8. M. C... ne peut pas non plus utilement se prévaloir au soutien de ses conclusions, de la prescription du droit de reprise de l’administration, qui procède de la critique du bien-fondé de la créance en litige et non de son recouvrement. Dès lors, le moyen tiré de la prescription du droit de reprise de l’administration doit également être écarté comme inopérant.

9. Il résulte de tout ce qui précède que M. C... n’est pas fondé à soutenir que c’est à tort que, par le jugement attaqué, le tribunal administratif de Toulon a rejeté sa demande.
Sur les conclusions formulées sur le fondement des dispositions de l’article L. 761-1 du code de justice administrative :

10. Les dispositions susvisées font obstacle à ce qu’il soit mis à la charge de l’Etat, qui n’est pas la partie perdante dans la présente instance, quelque somme que ce soit au titre des dispositions de l’article L. 761-1 du code de justice administrative.


D E C I D E :


Article 1er : La requête de M. C... est rejetée.

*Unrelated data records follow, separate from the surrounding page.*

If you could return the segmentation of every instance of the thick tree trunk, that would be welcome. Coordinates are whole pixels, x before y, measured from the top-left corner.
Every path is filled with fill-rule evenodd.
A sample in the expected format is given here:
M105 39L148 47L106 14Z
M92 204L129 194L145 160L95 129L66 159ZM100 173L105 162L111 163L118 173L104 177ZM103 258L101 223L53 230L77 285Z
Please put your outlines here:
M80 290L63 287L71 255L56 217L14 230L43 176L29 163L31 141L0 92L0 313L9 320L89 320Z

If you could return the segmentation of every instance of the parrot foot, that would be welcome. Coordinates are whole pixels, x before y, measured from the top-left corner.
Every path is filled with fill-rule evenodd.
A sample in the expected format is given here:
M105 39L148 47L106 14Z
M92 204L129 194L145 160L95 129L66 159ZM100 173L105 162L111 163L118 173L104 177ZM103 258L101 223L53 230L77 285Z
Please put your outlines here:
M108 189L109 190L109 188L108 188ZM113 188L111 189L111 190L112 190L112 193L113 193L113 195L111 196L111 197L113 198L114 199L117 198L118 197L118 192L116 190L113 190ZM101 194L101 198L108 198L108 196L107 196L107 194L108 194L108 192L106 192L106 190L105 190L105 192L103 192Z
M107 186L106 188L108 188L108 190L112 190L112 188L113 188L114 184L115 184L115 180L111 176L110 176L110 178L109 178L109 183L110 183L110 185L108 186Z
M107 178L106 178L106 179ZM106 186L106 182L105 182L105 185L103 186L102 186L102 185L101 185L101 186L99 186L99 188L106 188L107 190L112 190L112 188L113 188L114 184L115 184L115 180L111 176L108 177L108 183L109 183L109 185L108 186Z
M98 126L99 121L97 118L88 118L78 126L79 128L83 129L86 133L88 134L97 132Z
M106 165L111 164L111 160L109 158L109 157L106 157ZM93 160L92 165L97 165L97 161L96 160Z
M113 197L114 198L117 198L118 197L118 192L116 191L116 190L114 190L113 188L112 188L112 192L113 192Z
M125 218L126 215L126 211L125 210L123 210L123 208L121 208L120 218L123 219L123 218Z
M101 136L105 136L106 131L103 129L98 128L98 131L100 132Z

Article 2 : Le présent arrêt sera notifié à M. B... C..., au ministre de l'économie, des finances et de la souveraineté industrielle et numérique et au ministre des armées.

Copie en sera adressée au directeur régional des finances publiques de la Guyane et au directeur départemental des finances publiques du Var.

Délibéré après l’audience du 20 janvier 2023 où siégeaient :

- Mme Chenal Peter, présidente de chambre,
- M. Prieto, premier conseiller,
- Mme Marchessaux, première conseillère.

Rendu public par mise à disposition au greffe, le 3 février 2023.